When he finally understood, Pazel felt as though his own death had just been handed to him, as if he’d thrown back a drink only to learn it was poison. “No,” he muttered, shaking his head, looking away from the dlomic boy.

“Father always claimed it was the sure sign,” said Ibjen gently, “back in the days when humans were changing.”

“It isn’t true, Ibjen, it’s not happening, you’re crazy.”

But even as he spoke Pazel remembered Olik’s words in the stateroom. Rage was one warning sign, he’d told them, along with a sharp smell of lemon in one’s sweat. And what had Neeps said, when they were sitting beside the signal-fire? There are times when my mind just seems to vanish. Panic, deep terror, welled up inside him. Ibjen’s hand was on his arm. “How long does it take?” Pazel heard himself ask.

“Five or six weeks,” said Ibjen. “I think that’s what Father used to say. Pazel, are you crying?”

Pazel pinched his eyes shut. Images from the Conservatory assaulted him. The mindlessness, the filth. He would not let Neeps become a tol-chenni. He turned to Ibjen and gripped his hand in turn. “Don’t say a word about this,” he begged. “The plague doesn’t spread from person to person anyway. Your father told us that.”

“I know,” said Ibjen, “and I won’t tell anyone. You’re right, it would only make things worse. The others might drive him away.”

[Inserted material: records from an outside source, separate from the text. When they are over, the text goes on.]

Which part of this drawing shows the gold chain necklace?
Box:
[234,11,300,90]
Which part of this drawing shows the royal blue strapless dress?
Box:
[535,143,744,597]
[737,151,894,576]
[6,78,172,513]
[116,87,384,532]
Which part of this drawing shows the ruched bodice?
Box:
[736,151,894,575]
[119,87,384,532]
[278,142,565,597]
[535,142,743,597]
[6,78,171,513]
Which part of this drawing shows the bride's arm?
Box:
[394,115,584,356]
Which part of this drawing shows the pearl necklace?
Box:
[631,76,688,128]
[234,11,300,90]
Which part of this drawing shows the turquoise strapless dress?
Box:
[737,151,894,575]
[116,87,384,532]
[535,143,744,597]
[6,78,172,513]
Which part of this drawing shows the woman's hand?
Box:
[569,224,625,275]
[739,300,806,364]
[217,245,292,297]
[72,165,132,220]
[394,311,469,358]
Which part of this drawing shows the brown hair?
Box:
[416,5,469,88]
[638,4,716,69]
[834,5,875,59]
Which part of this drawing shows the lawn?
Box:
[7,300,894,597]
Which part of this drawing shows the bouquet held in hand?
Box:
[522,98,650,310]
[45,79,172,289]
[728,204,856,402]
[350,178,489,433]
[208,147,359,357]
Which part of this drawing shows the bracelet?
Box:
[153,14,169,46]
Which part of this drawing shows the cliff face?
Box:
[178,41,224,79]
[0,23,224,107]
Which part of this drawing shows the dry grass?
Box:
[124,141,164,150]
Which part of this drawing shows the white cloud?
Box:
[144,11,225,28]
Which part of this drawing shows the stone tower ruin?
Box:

“We’re going to stop it,” whispered Pazel, “before he changes. We will, Ibjen. We have to.”

Ibjen said nothing for a time. Then he asked, “What does it do, your Master-Word? The one you haven’t spoken yet?”

“I don’t know,” said Pazel. “Ramachni told me it would blind to give new sight. What that means even he couldn’t guess.”

“Blindness?” said Ibjen. “Blindness, from a kind of magic that you say runs out of control?” The dlomic boy looked terrified. “You must never speak that word, Pazel. Try to forget it, and soon, before you utter it one day in your sleep.”

Pazel shook his head. He trusted Ramachni. His two previous words had shaken the fabric of the world around him, but done no lasting damage. Ramachni had assured him of that, just before repeating his promise to return. But in his mind Pazel still heard Arunis back at Bramian, gloating, saying that the mage had abandoned them, vanished into the safety of his own world. And now Neeps “Look there!” whispered Ibjen, pointing.